The easy barbs aside, Gibson’s certainly not a bad director, in the technical sense. If he evinces no real personality of his own, he’s learned well from his mentors, and has a particular knack for giving large crowd scenes some subtly dynamic visual interest, rather than just relying on teeming masses to supply the effect on their own (as captives are brought through a village, feathers fly through the air as village women pluck chickens en masse, and men whip wet sheets around to send arcing volleys of water through the frame).  His chief failing is simply that he has learned to make movies in Hollywood, and Hollywood filmmaking techniques exert a homogenizing effect on all the story material they touch - even that which is supposed to plunge us into an entirely different, alien world.

Gibson’s Mayans might have sticks through their nose and looped earlobes, but they walk, talk (even in dialect), pose, gesture, and are filmed like any actor in any other Hollywood movie. One of Malick’s many accomplishments with The New World was to make his natives different without turning them into alien Others or objects of exoticism: these people walked, moved, acted differently from the whites they encountered (who, to Malick’s equal credit, walk, move, and act differently than whites do today). Imagination has to function alongside any surface “authenticity” in order to fully immerse us in some strange and distant environment - Gibson’s technique in Apocalypto, on the other hand, would be equally valid for Lethal Weapon 5 (God forbid).

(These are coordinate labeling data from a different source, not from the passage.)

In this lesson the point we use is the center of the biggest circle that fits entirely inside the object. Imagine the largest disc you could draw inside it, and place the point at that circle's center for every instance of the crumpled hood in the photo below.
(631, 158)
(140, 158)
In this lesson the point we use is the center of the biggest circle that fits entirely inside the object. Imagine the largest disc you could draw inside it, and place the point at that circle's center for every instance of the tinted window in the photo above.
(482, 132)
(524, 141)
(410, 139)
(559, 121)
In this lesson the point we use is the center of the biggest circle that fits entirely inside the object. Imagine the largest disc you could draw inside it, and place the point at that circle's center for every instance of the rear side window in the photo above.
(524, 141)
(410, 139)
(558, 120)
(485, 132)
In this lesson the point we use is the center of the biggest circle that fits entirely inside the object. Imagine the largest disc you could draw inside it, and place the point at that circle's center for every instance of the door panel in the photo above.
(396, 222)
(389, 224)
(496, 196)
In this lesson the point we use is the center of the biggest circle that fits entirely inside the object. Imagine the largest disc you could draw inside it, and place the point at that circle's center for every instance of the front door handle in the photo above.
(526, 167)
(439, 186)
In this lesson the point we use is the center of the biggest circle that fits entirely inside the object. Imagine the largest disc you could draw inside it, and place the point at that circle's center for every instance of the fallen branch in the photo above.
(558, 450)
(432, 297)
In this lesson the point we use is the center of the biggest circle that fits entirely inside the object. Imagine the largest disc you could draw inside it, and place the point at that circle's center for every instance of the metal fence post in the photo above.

Gibson’s utterly conventional choices, while not “ruining” the movie, thus render it singularly uninvolving, even during its more clever and lively moments. Ultimately, the greatest entertainment comes from totting up the visual and narrative cliches that really gather steam in the last 45 minutes or so; my personal favourite being the single, fateful (and slow motion!) drop of blood that gives away the hero’s hiding place to his pursuers (made all the better as the villains have been eviscerating people all morning, thus, one would think, rendering precise blood identification more problematic). So fulminators of moral outrage will unfortunately have to look elsewhere, as Mel even has the historical sense to identify, in the closing frames,  the titular catastrophe with the arrival of the European conquerors - though according to The Fountain, the natives should really welcome them as liberators.